Key Takeaways
Since the British electorate ousted the Tory government and returned Labour to power after 14 years in opposition, former Prime Minister Tony Blair has offered up some advice to his political and ideological heir Kier Starmer.
But at least one of his proposals – a national digital ID scheme to help curb illegal immigration – has already been rejected by the new government.
In an article for the Times, Blair raised the ghost of an unpopular and ultimately unworkable Labour policy from his time as Prime Minister: compulsory ID cards.
While the government’s since-scrapped scheme was originally based on physical ID cards, in 2024, Blair argued that digital IDs offer the best solution to controlling irregular immigration, which was a key issue for voters during the recent election campaign.
We should move as the world is moving to digital ID,” he declared in an apparent reference to schemes like the EU Digital Identity project.
However, government representatives moved swiftly to emphasize that Blair’s comments didn’t reflect the Labour Party’s official policy. “We can rule that out, that’s not something that’s part of our plans,” stressed Home Secretary Yvette Cooper in a radio interview at the weekend.

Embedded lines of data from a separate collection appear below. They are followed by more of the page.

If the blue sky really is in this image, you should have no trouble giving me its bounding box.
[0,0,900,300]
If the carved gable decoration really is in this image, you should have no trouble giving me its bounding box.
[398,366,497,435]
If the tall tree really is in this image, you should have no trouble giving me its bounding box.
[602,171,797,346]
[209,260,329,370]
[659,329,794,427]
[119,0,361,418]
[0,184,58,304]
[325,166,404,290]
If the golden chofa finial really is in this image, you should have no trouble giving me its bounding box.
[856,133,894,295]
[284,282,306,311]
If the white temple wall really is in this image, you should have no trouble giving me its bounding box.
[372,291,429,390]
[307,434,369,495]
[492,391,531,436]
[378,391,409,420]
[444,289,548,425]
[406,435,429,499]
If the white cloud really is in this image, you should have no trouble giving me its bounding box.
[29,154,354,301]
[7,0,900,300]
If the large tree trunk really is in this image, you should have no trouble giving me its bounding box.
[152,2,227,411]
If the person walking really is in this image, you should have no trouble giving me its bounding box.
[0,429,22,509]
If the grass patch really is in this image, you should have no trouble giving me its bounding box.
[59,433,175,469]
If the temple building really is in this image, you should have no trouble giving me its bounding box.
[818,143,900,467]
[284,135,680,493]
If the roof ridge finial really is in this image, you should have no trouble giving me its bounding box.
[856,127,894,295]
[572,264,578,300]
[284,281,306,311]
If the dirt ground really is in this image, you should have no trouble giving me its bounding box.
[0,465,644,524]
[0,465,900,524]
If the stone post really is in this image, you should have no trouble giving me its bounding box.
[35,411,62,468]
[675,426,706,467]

By disavowing the former Prime Minister’s suggestion, the government has distanced itself from an unpopular policy among the British public. But why are ID cards so controversial in the UK?
Initially proposed by Blair’s government in the early 2000s, the ID card scheme was part of a broader strategy to enhance national security and combat identity fraud. However, it quickly became a lightning rod for criticism, with civil rights groups and privacy advocates arguing that it represented an unnecessary and intrusive expansion of state power.
One of the most vocal opponents of the scheme was the advocacy group NO2ID, which campaigned relentlessly against the introduction of ID cards.
In a report to parliament, the group encapsulated the British public’s deep-seated aversion to the concept: “We believe that it is everyone’s fundamental right to assert who they are, who they choose to be, without being checked against an approved list; that citizens should not need the permission of the state to exist.”
Significantly, even in 2005, NO2ID observed that secure authentication systems that don’t require “constant reference to a central identity database” were technically feasible and “would have numerous advantages.” However, it concluded that the government’s plans were incompatible with such a model.
In the years since NO2ID’s campaign against Tony Blair’s national ID card scheme, major advancements in decentralized technology have occurred. Between blockchains, zero-knowledge proofs and end-to-end encryption there now exist strong foundations for governments to build more trustless, self-sovereign identity systems.
On the one hand, countless crypto developers have built solutions that issue digital identity credentials as public-private key pairs on Ethereum and other popular blockchains.
Meanwhile, Big Tech firms including Microsoft and IBM have embraced decentralized access management platforms that share many of the features of emerging national digital identity systems without sacrificing personal data sovereignty.
“There is a misconception that in order for people to prove who they are digitally and with trust, there must be a central national ID database or that we must all have a government-issued national ID card,” remarked Nick Mothershaw, Chief Identity Strategist at the Open Identity Exchange .
However, “a well-designed digital ID can be issued by a certified private sector provider and stored in a person’s own ‘digital wallet’ for them to control who it is shared with, without the ability for any one organization or government to follow their movements,” he told CCN.